In the sports world, a mental error can cost your team the big game. When you are investing, a mental error can put your retirement portfolio at risk. Mistakes often result from letting misconceptions and emotions affect your decisions
Successful investing generally requires logic and reasoning. To avoid a fumble, you may want to guard against these four behavior patterns.
Some people tend to overestimate their investment abilities. Like the overconfident quarterback who always wants to throw a pass, the overconfident investor may want to change investments frequently. However, any changes in your investment strategy should be based on careful consideration, not "gut feelings." Rash decisions could cost you the game.
Freezing Under Pressure
Fear of being tackled can cause a player to freeze up on the football field. Likewise, fear of making an investment mistake can cause a retirement investor to postpone decisions. For example, an investor may delay switching out of an investment that has consistently underperformed. While the investor is lingering over the decision, the investment may be losing even more value. If you determine that an investment no longer fits in with your game plan, the sooner you make the substitution, the better.
Assuming a Winning Streak Is Unbreakable
If an investment, or its sector, has performed extremely well over the long term, you may believe it is unbeatable. But even the best teams may lose at some point -- and even the most consistent investment may sometimes falter. Instead of simply assuming a "star" investment still has a winning record, periodically review its performance. If it experiences a temporary setback but still fits in with your game plan, you may want to keep it in your roster. But, if a former winner is now on a long-term losing streak, it may be time to switch investments.

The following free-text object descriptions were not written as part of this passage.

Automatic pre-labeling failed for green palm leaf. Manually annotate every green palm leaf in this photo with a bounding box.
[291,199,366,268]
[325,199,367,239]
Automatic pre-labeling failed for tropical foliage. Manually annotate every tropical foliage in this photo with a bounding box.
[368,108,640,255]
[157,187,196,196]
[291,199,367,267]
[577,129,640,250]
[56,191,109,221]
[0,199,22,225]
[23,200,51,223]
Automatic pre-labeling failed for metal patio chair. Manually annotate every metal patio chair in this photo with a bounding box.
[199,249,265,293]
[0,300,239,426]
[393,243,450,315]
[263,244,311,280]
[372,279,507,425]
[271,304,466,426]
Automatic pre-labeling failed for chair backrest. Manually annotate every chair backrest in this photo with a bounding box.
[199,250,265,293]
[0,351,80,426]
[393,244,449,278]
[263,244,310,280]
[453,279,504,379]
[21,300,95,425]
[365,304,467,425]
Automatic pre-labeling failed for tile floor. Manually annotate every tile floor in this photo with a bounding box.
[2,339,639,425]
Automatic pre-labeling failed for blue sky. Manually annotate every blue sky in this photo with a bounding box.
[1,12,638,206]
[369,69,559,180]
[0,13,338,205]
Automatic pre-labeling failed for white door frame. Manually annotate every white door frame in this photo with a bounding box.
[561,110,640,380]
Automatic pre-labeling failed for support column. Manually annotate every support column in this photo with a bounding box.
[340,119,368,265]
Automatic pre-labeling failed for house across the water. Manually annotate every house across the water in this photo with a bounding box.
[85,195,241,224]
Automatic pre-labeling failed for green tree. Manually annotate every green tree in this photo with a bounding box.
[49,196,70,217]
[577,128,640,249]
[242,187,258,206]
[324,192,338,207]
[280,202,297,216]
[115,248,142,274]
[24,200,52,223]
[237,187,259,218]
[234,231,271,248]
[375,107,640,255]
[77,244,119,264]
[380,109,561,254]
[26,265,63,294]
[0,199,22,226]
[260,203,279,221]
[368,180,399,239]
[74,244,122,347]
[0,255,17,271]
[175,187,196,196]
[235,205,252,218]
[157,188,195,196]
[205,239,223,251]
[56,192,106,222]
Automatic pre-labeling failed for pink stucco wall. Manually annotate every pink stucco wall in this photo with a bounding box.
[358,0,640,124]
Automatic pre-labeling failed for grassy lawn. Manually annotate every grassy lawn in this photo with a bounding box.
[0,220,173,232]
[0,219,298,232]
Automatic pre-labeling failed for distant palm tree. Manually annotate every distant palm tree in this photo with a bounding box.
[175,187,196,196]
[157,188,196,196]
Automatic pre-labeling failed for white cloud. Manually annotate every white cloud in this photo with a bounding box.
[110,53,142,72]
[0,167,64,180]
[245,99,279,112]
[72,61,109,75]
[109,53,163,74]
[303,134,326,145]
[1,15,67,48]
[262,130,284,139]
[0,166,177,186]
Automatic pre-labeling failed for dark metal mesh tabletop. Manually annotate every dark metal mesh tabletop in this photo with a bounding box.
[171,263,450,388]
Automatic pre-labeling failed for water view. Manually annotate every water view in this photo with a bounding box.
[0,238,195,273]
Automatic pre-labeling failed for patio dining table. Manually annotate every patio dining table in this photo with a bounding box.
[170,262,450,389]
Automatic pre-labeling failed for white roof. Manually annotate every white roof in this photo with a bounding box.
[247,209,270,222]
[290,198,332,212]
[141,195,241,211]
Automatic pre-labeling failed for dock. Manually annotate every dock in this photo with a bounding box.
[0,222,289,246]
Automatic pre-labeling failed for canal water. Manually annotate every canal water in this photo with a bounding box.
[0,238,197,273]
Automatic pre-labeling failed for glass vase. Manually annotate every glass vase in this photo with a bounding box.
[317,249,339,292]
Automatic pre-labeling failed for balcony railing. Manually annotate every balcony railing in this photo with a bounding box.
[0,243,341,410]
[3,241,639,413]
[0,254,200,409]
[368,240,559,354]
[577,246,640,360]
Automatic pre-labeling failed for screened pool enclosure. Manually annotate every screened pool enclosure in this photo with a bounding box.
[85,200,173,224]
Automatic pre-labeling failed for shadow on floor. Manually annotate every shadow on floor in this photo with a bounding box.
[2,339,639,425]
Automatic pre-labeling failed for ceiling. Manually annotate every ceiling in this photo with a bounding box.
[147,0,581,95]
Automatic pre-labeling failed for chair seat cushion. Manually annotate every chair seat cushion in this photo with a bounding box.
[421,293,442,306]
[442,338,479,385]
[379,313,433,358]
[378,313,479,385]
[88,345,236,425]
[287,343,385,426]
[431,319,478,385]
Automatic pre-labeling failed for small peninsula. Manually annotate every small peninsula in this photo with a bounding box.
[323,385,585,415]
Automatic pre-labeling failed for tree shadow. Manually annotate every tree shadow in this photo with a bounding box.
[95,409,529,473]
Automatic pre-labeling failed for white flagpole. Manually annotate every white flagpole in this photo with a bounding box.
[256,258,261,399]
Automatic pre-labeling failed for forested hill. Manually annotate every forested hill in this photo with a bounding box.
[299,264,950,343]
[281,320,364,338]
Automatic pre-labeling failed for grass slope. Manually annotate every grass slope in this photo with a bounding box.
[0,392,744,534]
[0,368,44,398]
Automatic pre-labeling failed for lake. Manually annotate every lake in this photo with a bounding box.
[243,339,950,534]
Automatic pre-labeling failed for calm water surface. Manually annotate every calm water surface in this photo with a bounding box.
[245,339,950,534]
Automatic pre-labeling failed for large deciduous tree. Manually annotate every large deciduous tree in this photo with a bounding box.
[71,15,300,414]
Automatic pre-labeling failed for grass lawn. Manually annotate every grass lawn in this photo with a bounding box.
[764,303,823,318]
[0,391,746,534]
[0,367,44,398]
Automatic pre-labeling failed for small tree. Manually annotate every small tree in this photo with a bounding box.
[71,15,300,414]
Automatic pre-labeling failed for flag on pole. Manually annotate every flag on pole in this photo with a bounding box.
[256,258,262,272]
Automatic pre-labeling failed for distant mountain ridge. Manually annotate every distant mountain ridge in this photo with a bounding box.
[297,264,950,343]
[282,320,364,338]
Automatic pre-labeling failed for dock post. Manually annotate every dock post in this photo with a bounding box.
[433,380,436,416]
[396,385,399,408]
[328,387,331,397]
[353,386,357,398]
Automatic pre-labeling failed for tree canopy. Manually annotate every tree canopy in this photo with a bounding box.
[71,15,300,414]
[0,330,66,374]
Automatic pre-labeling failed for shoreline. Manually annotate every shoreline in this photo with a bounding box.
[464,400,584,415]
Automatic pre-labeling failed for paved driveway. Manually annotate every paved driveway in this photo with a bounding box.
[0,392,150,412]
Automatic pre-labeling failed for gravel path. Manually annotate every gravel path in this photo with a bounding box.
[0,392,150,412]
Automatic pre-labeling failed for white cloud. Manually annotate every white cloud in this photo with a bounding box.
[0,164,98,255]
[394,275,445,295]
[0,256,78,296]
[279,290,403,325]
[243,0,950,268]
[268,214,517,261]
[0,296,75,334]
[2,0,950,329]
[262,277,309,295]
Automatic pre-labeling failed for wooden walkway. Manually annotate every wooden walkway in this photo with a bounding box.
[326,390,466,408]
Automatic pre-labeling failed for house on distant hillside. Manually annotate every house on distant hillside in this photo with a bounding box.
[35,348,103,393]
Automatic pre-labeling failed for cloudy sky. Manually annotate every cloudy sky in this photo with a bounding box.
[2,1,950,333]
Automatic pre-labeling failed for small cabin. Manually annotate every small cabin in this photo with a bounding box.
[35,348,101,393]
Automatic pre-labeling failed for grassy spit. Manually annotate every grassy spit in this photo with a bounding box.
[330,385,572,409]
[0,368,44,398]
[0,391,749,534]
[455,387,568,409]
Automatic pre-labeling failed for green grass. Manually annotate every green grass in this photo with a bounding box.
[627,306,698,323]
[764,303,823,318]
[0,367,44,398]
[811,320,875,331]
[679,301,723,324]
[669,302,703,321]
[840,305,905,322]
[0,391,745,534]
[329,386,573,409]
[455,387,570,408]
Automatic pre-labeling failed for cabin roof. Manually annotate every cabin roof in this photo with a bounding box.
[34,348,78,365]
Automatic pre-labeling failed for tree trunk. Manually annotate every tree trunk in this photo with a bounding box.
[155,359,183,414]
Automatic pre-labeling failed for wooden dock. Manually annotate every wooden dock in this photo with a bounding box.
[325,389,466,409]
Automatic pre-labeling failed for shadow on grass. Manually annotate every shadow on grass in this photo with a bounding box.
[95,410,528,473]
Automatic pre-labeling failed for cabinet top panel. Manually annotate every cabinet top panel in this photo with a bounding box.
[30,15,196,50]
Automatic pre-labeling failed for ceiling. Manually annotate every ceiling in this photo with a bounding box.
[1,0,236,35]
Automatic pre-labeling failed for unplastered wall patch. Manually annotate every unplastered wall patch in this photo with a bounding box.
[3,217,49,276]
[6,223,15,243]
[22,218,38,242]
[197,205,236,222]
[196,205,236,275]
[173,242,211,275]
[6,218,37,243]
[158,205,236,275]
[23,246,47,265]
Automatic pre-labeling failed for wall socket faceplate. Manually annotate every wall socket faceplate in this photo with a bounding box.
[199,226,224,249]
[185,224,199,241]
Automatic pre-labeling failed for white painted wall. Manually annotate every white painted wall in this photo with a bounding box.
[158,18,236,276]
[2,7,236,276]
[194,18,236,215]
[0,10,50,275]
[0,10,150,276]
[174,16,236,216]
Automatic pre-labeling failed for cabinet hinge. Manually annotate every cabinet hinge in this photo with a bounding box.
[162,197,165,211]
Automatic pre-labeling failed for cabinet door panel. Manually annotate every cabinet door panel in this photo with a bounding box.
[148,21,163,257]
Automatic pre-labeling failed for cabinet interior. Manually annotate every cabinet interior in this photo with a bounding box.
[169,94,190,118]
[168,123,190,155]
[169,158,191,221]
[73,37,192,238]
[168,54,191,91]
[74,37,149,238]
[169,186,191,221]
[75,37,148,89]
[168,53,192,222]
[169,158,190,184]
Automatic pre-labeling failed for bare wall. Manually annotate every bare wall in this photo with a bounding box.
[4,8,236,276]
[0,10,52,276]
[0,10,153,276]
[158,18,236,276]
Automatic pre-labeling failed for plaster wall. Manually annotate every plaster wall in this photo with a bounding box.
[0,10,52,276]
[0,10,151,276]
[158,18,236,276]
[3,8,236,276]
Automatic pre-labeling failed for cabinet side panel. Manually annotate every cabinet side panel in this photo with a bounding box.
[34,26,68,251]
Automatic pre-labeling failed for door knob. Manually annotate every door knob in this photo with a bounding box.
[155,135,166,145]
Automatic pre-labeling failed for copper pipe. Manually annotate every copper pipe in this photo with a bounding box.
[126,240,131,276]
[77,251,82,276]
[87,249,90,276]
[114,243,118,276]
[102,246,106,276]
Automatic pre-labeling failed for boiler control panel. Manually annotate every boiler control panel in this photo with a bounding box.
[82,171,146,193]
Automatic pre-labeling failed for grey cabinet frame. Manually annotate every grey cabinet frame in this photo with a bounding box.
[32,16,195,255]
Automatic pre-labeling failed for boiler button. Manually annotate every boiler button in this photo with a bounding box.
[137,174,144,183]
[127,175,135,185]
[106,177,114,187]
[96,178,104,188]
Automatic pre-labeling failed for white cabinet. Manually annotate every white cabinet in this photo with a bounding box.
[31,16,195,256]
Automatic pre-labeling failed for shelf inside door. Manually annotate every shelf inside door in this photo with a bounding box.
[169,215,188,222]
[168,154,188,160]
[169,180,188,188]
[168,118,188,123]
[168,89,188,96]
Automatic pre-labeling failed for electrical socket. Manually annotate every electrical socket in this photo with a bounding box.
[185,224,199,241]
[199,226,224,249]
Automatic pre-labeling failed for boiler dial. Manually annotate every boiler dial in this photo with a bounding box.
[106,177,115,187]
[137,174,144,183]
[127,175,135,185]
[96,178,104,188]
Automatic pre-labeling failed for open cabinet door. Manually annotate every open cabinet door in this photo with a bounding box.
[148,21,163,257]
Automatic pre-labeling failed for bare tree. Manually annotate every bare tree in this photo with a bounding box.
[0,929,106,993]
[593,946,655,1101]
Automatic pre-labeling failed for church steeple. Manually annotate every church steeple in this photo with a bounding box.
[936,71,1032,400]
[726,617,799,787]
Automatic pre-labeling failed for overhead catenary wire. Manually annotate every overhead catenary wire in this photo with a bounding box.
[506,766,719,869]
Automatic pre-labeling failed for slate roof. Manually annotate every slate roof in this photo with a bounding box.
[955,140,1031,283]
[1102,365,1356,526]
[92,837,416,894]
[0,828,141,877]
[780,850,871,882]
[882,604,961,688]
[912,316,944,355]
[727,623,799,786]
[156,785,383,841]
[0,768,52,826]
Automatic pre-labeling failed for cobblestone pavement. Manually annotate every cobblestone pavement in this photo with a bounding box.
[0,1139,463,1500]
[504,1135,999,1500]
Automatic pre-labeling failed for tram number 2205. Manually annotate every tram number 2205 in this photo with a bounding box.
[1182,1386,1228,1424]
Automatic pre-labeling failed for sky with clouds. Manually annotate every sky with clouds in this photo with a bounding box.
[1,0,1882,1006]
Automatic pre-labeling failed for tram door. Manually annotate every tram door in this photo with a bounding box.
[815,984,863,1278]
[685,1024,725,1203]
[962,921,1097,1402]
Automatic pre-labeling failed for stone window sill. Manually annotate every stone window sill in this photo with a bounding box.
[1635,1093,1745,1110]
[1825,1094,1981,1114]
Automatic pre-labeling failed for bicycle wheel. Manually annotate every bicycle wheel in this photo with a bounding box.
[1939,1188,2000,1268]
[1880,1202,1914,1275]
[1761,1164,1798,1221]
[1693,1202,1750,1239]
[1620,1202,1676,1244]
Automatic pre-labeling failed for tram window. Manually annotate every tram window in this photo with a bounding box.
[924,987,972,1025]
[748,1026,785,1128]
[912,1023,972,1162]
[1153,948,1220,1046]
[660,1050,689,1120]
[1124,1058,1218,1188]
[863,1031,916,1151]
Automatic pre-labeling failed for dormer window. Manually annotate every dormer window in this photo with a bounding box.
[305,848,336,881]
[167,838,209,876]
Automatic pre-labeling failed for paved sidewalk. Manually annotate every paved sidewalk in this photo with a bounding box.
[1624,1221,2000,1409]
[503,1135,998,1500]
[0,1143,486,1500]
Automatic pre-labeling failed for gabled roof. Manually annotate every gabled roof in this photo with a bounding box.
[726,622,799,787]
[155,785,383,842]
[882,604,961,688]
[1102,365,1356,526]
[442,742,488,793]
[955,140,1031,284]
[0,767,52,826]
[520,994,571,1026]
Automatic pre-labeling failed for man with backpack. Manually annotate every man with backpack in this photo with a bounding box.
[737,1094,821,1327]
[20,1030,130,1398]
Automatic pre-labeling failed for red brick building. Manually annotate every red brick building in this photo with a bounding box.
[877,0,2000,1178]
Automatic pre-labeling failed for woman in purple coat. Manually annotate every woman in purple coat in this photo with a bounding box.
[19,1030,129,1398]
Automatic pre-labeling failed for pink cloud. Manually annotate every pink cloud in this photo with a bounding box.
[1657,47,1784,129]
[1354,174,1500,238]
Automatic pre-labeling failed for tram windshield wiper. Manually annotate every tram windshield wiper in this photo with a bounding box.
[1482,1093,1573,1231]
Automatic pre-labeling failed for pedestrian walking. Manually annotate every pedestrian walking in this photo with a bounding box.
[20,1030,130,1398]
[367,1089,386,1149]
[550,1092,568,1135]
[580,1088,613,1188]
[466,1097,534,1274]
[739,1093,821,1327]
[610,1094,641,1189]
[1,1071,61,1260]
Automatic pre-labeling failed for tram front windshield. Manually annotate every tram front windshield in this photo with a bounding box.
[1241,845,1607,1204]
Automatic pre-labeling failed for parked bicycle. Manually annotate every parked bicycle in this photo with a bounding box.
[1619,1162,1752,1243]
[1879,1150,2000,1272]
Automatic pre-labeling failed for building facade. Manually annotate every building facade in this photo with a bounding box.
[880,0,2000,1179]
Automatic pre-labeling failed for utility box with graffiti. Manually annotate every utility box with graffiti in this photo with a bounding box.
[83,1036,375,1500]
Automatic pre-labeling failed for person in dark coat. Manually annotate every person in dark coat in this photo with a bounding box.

Focusing on Short-Term Losses Instead of Long-Term Gains
In football, a long pass down the field may lead to a touchdown. But it's also very risky because the other team could intercept the ball. Like a long pass, a stock investment can be risky because of the potential for losses. Stocks, however, also offer greater potential for long-term gains than less risky asset classes. For a better chance of getting into the end zone, retirement investors may want to include stock investments in their portfolios.
Your situation is unique, so be sure to consult a professional before taking action.